L’immigration, une culture au Mali.

Revenons au Mali avant de terminer. On a toujours présenté ce pays comme un pays pauvre, où les citoyens vivent avec moins d’un dollar par jour. Constat des administrateurs de Bretton Woods, jamais sorti de leurs bureaux à air conditionné, aux expressions techniques hermétiques. Ces administrateurs assimilent constamment la pauvreté d’un Etat à son peuple. L’Etat malien est certes pauvre, dépourvu de ressources, mais le peuple malien est riche, parce que c’est un peuple de commerçants. Et qui parle de commerce parle de trafic. Il y a plus de milliardaires au Mali que dans n’importe quel Etat d’Afrique.

Rares sont des familles maliennes où n’existent : bicyclette, motocyclette, machine à coudre, voiture qui sont des signes extérieurs de richesse en Afrique. Il y a autant de Mercedes et 4x4 à Bamako qu’à Berlin. Mais à quoi servent ces immenses fortunes ? Si elles ne peuvent pas créer des emplois et rendre les Maliens heureux, nous voulons bien savoir à quoi serviront-elles ? Que fait le Haut Commissariat des Maliens de l’extérieur ? Créée en 1991, cette instance sensée gérer les Maliens de l’étranger est aphone. Que fait-elle ?

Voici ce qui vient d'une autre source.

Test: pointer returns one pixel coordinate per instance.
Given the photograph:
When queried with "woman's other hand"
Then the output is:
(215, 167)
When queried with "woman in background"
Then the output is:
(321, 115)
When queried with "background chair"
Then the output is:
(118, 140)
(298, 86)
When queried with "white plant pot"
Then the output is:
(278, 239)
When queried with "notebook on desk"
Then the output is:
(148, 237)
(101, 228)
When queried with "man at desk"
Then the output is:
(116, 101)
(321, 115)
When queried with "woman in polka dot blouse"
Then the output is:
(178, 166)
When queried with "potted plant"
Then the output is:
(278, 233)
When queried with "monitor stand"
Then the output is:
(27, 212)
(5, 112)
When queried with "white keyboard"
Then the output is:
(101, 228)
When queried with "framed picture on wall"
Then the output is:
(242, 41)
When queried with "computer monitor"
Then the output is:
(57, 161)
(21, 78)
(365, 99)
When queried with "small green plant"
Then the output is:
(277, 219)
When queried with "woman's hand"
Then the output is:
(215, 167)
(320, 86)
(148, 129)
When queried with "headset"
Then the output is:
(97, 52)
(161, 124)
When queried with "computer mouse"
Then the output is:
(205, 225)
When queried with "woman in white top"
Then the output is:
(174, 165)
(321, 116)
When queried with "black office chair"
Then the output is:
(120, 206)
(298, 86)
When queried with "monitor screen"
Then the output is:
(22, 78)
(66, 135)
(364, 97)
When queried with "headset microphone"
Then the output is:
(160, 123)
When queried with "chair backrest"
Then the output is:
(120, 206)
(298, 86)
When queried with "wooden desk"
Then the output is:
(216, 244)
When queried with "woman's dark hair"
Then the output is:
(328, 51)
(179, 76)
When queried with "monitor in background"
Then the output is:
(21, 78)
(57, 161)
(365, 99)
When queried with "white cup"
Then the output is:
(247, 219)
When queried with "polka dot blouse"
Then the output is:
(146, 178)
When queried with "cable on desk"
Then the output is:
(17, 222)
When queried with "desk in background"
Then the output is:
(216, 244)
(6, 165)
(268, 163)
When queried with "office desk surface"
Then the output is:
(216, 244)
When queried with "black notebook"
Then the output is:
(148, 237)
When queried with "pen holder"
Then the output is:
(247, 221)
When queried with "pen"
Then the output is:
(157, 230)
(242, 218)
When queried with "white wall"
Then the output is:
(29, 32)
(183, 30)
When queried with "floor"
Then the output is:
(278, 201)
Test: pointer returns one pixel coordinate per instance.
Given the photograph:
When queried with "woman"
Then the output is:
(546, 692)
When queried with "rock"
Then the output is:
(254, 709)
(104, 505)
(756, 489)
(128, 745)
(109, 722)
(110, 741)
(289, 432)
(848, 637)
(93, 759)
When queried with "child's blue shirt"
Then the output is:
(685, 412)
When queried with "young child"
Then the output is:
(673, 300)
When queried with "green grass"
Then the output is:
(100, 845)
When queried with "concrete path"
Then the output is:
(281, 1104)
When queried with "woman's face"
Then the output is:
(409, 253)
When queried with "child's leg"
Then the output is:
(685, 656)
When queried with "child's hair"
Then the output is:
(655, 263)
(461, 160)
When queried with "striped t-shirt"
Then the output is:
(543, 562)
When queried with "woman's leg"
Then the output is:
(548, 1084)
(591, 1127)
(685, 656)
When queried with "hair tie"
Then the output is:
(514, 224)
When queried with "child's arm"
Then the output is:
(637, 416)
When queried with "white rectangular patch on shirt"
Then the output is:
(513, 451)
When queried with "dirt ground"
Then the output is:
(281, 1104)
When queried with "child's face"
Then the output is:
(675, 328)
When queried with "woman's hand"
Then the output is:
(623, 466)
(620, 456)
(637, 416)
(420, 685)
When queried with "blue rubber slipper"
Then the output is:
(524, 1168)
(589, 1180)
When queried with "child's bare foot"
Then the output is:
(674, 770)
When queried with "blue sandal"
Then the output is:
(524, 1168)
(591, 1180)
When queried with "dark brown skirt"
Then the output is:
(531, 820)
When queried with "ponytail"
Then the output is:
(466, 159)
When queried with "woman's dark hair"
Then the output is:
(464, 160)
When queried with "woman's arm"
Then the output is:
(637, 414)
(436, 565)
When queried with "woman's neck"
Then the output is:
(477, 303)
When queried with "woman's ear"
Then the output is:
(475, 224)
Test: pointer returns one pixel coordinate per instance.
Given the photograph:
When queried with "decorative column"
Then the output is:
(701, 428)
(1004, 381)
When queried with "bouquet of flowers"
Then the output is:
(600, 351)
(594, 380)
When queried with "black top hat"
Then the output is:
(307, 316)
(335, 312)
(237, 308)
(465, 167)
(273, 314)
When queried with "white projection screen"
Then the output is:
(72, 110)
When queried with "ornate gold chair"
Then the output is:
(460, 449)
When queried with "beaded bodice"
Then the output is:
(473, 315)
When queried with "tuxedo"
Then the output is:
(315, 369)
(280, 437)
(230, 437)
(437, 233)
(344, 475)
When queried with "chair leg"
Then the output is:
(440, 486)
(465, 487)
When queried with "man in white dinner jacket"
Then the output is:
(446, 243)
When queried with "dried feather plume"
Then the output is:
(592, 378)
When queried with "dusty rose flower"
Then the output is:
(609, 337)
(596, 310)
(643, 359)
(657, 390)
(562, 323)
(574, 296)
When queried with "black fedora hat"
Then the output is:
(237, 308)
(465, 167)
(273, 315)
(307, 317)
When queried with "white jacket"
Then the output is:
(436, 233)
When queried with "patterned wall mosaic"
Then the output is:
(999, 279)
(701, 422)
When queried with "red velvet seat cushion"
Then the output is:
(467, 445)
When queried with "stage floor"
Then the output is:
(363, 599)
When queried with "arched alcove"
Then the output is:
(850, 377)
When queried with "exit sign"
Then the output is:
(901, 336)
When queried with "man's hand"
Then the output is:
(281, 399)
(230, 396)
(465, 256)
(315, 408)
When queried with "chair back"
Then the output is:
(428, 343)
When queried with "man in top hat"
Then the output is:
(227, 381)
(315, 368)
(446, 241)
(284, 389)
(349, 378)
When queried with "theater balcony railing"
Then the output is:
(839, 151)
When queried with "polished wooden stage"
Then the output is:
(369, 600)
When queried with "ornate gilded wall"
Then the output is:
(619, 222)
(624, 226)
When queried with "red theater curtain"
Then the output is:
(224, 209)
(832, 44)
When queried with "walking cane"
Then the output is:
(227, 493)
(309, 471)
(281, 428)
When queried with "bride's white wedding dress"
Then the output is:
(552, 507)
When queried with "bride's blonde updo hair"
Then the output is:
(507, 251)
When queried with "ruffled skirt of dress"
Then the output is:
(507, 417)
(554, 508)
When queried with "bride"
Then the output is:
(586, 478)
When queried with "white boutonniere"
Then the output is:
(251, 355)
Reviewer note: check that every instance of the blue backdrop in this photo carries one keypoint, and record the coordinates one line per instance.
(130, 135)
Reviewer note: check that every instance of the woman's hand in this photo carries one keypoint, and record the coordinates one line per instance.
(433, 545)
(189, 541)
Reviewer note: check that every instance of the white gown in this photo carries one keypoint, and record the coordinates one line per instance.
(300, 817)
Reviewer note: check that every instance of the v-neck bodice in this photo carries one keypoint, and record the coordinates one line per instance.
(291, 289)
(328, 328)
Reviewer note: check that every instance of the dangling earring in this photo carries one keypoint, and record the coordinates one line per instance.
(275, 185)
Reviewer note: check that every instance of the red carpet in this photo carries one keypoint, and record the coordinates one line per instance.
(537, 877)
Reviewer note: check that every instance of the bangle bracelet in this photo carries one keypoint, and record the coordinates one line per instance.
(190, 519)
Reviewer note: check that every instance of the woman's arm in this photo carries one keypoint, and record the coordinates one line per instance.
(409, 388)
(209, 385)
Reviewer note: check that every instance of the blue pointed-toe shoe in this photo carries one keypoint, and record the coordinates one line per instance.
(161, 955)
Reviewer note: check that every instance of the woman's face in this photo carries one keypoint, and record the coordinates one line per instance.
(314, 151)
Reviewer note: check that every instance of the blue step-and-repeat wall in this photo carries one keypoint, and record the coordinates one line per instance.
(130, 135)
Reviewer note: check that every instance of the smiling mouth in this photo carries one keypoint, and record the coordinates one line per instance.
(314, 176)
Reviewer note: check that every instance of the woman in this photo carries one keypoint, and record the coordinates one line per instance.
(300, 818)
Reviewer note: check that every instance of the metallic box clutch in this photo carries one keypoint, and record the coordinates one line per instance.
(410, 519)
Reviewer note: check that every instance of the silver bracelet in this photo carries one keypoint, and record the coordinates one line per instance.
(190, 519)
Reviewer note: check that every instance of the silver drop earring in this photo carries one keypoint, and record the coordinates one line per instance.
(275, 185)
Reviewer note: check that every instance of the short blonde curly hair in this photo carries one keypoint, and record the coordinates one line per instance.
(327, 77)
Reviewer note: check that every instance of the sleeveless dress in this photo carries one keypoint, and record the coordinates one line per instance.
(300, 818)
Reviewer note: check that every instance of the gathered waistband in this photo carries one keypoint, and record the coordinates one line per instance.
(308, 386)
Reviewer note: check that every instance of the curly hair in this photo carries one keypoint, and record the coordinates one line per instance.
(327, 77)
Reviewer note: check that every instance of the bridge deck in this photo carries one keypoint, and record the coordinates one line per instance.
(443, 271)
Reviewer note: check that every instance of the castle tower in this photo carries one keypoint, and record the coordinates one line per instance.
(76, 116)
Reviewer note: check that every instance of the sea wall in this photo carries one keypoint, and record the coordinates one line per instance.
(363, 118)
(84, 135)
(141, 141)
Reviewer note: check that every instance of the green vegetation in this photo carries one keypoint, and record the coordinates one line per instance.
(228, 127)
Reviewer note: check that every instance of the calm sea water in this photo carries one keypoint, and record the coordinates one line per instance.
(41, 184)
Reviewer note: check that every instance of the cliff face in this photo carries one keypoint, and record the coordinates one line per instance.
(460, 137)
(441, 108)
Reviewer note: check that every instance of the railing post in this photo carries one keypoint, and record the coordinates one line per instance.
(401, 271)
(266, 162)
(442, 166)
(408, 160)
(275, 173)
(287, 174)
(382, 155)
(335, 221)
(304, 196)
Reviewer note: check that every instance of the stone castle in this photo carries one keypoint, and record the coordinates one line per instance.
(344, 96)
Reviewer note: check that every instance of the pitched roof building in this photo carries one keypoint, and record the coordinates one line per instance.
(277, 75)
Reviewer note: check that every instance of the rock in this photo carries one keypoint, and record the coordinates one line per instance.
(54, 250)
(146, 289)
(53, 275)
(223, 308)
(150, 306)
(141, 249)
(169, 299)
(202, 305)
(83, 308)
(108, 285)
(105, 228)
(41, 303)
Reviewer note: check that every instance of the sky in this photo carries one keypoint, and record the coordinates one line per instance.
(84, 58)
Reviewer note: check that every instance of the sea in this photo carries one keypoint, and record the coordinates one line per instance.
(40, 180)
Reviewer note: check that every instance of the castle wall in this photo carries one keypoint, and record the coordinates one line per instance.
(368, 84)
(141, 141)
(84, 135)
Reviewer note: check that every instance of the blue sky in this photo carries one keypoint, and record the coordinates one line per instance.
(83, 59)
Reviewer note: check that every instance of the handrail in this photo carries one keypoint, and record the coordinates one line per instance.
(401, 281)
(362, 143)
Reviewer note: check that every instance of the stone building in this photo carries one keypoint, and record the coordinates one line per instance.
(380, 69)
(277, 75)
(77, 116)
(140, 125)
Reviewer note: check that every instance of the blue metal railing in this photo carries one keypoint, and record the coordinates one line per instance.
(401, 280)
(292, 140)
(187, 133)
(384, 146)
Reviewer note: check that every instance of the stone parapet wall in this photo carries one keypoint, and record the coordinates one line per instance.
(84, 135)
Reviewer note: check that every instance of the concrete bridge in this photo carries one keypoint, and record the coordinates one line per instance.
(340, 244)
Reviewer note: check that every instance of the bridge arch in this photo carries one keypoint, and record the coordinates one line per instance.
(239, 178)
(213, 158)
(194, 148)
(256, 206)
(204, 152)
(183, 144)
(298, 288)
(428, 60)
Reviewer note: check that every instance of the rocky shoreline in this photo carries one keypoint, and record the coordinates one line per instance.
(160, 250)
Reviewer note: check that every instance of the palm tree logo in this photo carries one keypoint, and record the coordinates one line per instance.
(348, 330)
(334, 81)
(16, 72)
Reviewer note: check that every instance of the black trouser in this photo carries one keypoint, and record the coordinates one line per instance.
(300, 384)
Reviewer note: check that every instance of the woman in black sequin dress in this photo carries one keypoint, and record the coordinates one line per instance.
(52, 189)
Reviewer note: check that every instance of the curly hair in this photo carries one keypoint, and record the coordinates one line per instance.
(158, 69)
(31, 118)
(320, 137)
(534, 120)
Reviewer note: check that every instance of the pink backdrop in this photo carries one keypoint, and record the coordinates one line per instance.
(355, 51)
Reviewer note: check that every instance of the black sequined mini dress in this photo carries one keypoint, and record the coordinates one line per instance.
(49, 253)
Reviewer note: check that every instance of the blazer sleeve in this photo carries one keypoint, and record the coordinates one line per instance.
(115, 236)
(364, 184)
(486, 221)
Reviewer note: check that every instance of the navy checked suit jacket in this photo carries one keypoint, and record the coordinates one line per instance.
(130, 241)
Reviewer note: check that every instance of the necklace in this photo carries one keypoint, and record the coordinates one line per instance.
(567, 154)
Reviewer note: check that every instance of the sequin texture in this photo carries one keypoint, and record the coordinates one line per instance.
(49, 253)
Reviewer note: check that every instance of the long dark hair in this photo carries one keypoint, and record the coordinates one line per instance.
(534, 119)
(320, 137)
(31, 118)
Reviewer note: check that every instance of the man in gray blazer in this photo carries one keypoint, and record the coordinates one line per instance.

Les Maliens ont besoin de rêve disait le célèbre cinéaste Souleymane Cissé, originaire de cet EtatNation, en poursuivant « Les Maliens disent qu’ils veulent aller derrière la lune, s’il y a de la place. Parce que, selon eux, les Soninka sont là-bas ». Le problème de l’immigration malienne prend tout son fondement là.